The second play she had been working on was about a marriage between two writers, one of whom had begun to email a movie star and become obsessed by her.
It was inspired by some correspondence between Natalie Portman and the author Jonathan Safran Foer, which was published in The New York Times Style Magazine to promote a movie of Portman’s. The pair’s email banter, titled The Emails of Natalie Portman and Jonathan Safran Foer, had stirred interest from the public, because, says Ziegler, it was “so baldly flirtatious and there was a lot of intellectual posturing”. Ziegler was gripped. “I found it very amusing and human, and that really sparked me,” she says.
And so in The Wanderers, which opened last Friday at Marylebone Theatre, prize-winning novelist Abe – who lives in Brooklyn with his wife and children – is plagued by whether he’s living the wrong life and embarks on correspondence with an actress. In a second narrative thread, Esther and Schmuli are beginning married life as members of a Chasidic community across the city. Both couples ask themselves: can we rewrite the narratives we’ve inherited, or are we forever defined by them?
The topic of inherited identity is something Ziegler has long considered, as indeed have Jews the world over. Yet this is the first play she has written that touches upon generational trauma.
“Even I, a fairly secular Jew in Brooklyn whose family was not directly touched by the Holocaust, feel like I grew up in the shadow of that event,” she says.
“Most Jews of my generation, and certainly older Jews, feel there’s a certain weight of history that they experience.

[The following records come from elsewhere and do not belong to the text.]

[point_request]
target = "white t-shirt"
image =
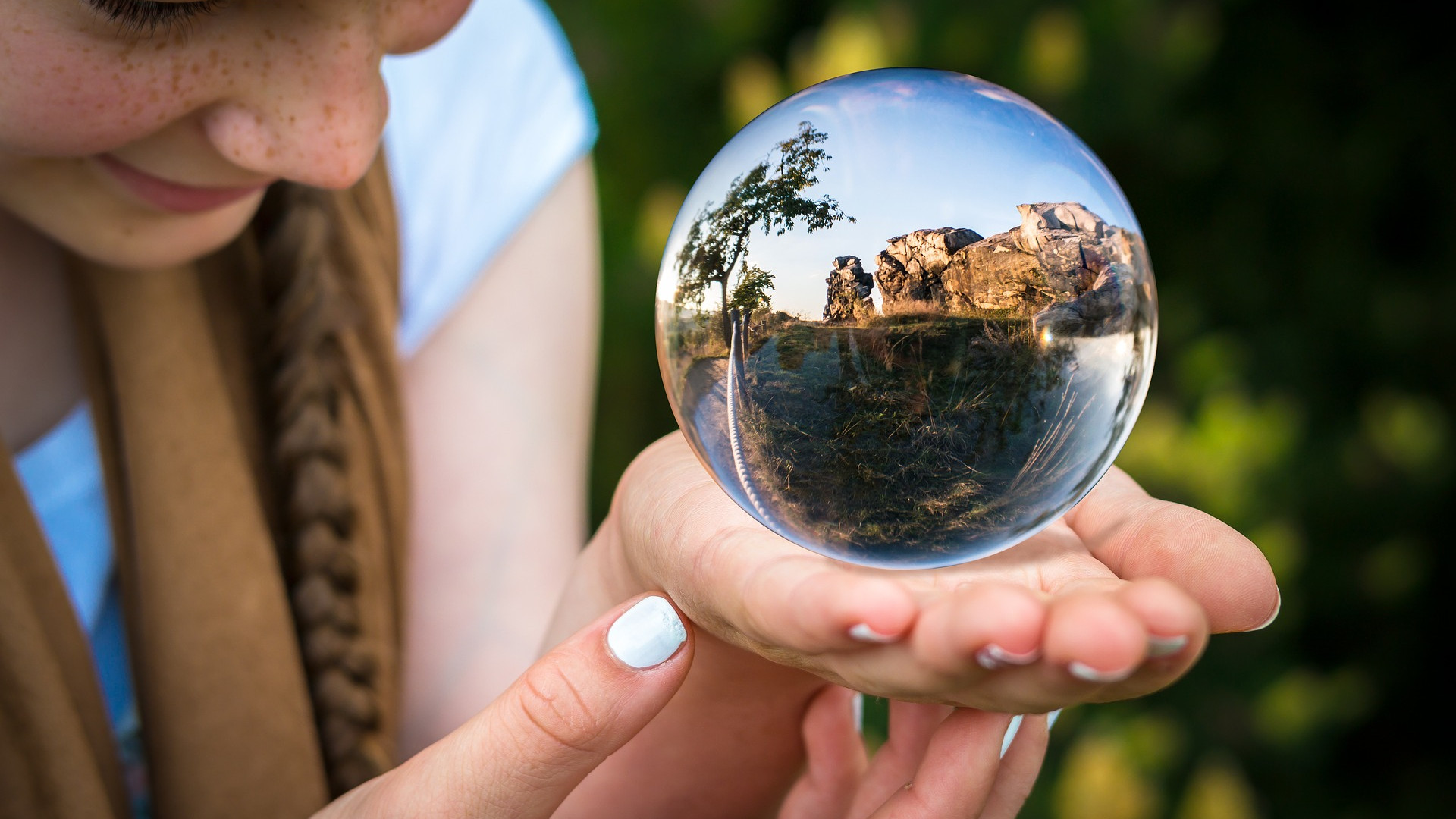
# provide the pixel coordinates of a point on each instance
(481, 127)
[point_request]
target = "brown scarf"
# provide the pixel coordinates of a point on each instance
(228, 722)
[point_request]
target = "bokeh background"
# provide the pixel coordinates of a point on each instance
(1292, 168)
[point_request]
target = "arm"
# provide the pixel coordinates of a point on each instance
(500, 409)
(1091, 610)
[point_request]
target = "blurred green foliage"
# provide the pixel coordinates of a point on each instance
(1292, 167)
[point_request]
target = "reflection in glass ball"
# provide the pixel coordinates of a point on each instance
(906, 318)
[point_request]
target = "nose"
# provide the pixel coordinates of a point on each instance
(310, 104)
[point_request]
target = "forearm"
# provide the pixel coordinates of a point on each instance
(727, 745)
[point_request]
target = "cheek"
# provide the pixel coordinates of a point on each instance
(76, 95)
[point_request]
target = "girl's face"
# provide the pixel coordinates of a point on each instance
(142, 133)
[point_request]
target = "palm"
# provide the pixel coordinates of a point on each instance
(1091, 594)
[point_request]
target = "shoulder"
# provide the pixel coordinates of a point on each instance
(482, 126)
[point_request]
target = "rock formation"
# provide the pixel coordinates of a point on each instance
(849, 287)
(1065, 267)
(909, 268)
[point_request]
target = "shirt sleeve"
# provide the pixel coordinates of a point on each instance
(482, 126)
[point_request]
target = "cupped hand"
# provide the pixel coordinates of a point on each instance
(523, 755)
(940, 763)
(1112, 601)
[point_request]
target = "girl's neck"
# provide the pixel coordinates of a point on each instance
(39, 372)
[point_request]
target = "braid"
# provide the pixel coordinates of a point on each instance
(306, 381)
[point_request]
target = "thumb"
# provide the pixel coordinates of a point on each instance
(560, 720)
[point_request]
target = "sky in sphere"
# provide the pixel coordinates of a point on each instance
(910, 149)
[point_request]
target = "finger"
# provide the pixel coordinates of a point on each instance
(836, 758)
(912, 727)
(960, 767)
(1138, 537)
(979, 629)
(1177, 634)
(740, 580)
(1018, 770)
(560, 720)
(1094, 637)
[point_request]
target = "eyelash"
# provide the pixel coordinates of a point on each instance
(147, 18)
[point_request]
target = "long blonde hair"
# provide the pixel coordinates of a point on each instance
(306, 260)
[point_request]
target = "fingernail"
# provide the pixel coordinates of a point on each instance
(1088, 673)
(865, 634)
(993, 656)
(647, 634)
(1273, 617)
(1011, 733)
(1165, 646)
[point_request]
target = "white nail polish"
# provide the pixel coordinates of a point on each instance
(993, 656)
(1273, 617)
(1165, 646)
(1088, 673)
(865, 634)
(647, 634)
(1011, 733)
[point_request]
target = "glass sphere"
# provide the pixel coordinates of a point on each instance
(906, 318)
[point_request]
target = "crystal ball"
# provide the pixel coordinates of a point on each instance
(906, 318)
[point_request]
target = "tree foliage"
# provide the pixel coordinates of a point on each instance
(767, 197)
(752, 292)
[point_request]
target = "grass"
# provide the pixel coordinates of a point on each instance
(906, 431)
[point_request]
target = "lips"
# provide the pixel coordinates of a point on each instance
(172, 196)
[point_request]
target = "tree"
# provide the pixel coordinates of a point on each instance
(752, 292)
(767, 197)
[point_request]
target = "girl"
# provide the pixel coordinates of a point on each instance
(212, 316)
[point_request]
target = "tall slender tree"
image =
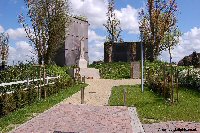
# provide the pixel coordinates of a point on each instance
(157, 20)
(49, 19)
(4, 47)
(113, 24)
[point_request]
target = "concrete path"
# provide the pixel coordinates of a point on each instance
(98, 91)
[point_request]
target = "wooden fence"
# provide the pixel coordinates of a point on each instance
(45, 80)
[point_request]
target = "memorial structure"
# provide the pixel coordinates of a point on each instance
(75, 50)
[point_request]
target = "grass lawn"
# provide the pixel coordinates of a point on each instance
(20, 116)
(153, 108)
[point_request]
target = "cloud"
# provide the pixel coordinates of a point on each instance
(94, 37)
(21, 52)
(189, 42)
(129, 19)
(1, 29)
(16, 34)
(94, 10)
(96, 46)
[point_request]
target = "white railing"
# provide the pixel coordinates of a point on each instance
(28, 82)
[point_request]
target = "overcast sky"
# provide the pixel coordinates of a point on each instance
(95, 11)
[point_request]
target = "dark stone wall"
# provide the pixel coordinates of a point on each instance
(122, 52)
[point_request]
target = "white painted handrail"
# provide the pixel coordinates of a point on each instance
(27, 81)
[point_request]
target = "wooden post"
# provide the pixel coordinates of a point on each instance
(82, 95)
(40, 88)
(172, 89)
(177, 83)
(164, 76)
(44, 81)
(83, 79)
(125, 96)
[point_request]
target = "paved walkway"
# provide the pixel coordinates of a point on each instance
(172, 127)
(66, 118)
(98, 91)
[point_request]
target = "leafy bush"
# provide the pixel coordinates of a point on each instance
(190, 77)
(21, 97)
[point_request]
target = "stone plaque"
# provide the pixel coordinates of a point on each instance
(135, 70)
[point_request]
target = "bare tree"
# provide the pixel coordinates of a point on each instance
(49, 19)
(158, 19)
(113, 24)
(4, 47)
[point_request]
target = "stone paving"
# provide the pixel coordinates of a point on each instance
(80, 119)
(172, 127)
(98, 91)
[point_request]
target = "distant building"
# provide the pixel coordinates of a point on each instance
(69, 55)
(122, 52)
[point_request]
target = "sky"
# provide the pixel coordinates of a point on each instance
(95, 10)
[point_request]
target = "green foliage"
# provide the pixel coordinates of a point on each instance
(190, 77)
(24, 114)
(152, 108)
(120, 70)
(20, 97)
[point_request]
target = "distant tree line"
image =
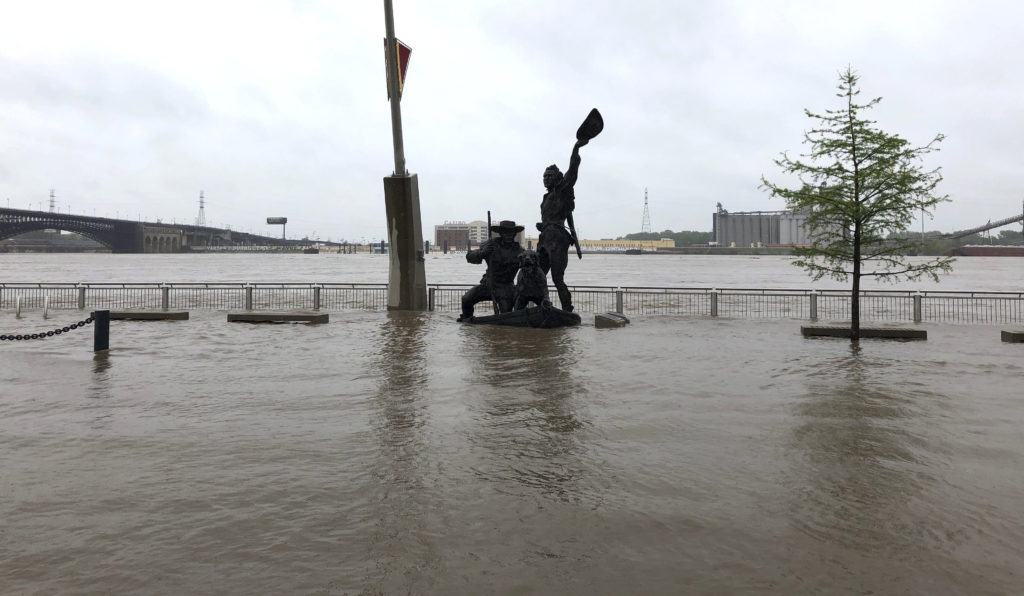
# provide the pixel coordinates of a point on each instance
(686, 238)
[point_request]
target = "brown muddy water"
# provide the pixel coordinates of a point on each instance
(403, 453)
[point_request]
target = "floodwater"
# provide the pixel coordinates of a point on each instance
(403, 453)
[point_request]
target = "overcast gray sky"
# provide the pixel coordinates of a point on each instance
(280, 109)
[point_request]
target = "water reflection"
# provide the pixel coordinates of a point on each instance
(861, 467)
(398, 495)
(528, 411)
(400, 362)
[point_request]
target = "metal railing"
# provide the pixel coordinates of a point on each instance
(876, 305)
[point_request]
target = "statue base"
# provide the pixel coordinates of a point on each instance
(537, 316)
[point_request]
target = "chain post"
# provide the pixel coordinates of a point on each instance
(101, 331)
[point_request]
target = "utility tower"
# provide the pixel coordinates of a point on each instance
(201, 218)
(645, 226)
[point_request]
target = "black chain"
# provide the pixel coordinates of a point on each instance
(47, 334)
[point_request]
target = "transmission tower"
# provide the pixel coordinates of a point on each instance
(645, 226)
(201, 218)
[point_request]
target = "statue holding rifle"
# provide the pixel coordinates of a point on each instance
(556, 213)
(498, 284)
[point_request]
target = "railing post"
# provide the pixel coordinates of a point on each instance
(101, 330)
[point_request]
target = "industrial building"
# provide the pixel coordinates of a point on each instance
(759, 228)
(459, 235)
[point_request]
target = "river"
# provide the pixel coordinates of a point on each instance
(402, 453)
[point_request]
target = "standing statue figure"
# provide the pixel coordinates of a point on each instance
(556, 212)
(498, 284)
(556, 209)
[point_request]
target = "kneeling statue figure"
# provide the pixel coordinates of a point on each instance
(502, 256)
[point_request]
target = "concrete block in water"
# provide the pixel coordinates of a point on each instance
(865, 332)
(150, 314)
(609, 320)
(1013, 336)
(278, 316)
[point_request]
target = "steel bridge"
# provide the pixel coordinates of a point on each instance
(125, 236)
(987, 226)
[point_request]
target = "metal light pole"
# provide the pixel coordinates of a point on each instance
(393, 91)
(407, 280)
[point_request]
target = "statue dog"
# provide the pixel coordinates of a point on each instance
(530, 283)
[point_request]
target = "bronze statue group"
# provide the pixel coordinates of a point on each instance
(517, 277)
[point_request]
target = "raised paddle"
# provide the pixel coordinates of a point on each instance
(591, 127)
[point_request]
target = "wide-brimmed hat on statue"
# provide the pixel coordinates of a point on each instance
(507, 225)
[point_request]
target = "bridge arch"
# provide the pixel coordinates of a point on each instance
(119, 236)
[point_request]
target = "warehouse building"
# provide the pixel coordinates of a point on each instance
(759, 228)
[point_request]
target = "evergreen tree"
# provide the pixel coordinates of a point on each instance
(858, 185)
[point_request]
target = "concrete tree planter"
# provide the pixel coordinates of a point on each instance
(865, 332)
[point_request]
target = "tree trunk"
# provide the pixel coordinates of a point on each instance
(855, 291)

I was really interested in exploring whether there are ways, either through art or relationships, to escape that trauma. All the characters in the play are dealing with inherited trauma, to one degree or another.”
Each character also struggles in varying ways with their identity. Take the line towards the end of the play where they discuss the author Philip Roth who’s at a reading when someone asks if he feels he is primarily a Jew, an American or a writer. Abe is struggling with all aspects of his life – as a Jew, an American, a writer, a father, a husband...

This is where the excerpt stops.